Stanford Prison Experiment

I am personally very interested in the effects of imprisonment on mental health, the ability to re-acclimate into society, and the general concept of the U.S. prison experiment as a whole. Reading about the Stanford Prison Experiment, I felt very.. distressed. There is the whole problem of ethics, but before I talk about that: From the very beginning, I was troubled because the experiment was aimed to study the “psychological effects of prison life.” But the guards in the experiment were not trained AT ALL, and the subjects were not criminals! I would argue that 1. Untrained guards can in no way create a true-to-life prison environment to study (as we saw by the way the guards acted), and also that the psychological effects on an imprisoned person who had actually broken a law may be different than a person who didn’t. (Which is important because there are many people incarcerated wrongfully, my point is that the psychological effects will probably be different among the two groups even though we have both).

The ethics portion of this experiment was flawed beyond measure. 1. Zimbardo had NO knowledge or studies done on prisons or the prison system. According to the APA Code of Conduct, it is required that researchers conduct studies done within boundaries of competence and training. I mean could you imagine just deciding that you were going to create a fake prison and actually get volunteers and carry it out? 2. Harm… I mean the extreme emotional trauma endured does not meet the requirement of “minimizing harm where it is unavoidable.” Being stripped naked, assigned numbers, solitary confinement, the mistreatment, the effects do not just fade with time. 3. There was no informed consent to research. Participants needed to be informed of their right to decline participation and withdraw from research once it had begun.

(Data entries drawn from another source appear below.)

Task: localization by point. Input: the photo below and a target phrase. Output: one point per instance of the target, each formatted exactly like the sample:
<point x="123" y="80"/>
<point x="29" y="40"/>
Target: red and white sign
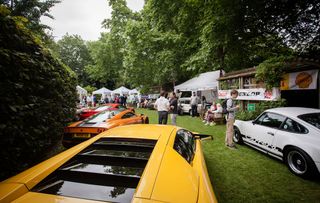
<point x="257" y="94"/>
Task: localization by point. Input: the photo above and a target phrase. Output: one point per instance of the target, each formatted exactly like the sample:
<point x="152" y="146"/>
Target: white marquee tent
<point x="121" y="90"/>
<point x="134" y="91"/>
<point x="206" y="83"/>
<point x="102" y="91"/>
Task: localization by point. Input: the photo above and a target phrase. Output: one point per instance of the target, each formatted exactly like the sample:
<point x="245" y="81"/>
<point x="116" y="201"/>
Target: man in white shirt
<point x="194" y="104"/>
<point x="162" y="104"/>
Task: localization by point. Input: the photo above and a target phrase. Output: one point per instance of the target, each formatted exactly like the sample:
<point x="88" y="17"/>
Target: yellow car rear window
<point x="107" y="170"/>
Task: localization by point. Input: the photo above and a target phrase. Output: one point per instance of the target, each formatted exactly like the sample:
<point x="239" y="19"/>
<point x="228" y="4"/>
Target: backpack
<point x="224" y="106"/>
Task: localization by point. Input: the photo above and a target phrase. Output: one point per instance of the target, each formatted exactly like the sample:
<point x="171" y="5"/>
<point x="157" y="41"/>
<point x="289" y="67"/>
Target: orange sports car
<point x="82" y="130"/>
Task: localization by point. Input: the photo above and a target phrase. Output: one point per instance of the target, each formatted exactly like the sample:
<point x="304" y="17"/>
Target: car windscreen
<point x="312" y="118"/>
<point x="102" y="108"/>
<point x="101" y="117"/>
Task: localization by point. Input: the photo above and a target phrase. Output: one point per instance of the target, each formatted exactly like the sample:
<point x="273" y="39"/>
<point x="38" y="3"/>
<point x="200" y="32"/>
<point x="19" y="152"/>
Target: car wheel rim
<point x="236" y="136"/>
<point x="297" y="162"/>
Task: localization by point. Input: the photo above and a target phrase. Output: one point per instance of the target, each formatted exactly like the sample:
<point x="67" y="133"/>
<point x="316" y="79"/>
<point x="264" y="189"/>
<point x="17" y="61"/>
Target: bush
<point x="261" y="107"/>
<point x="37" y="96"/>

The following quote on the last page of the article really hammered in the fact that the participants of this study will never truly “recover” from the experiment: “it was a prison to me; it still is a prison to me. I don’t regard it as an experiment or a simulation because it was a prison run by psychologists instead of run by the state. I began to feel that that identity.”

One thought on “Stanford Prison Experiment

  1. Nadia Iqbal

    Your focus on mental health is really hard to process for sure … it also reminds me on a class I have on legal punishment. After all, is incarceration primarily to punish someone, or help rehabilitate them? If we think of it as rehabilitation, then our system now, and ESPECIALLY the stanford prison experiment seems awful.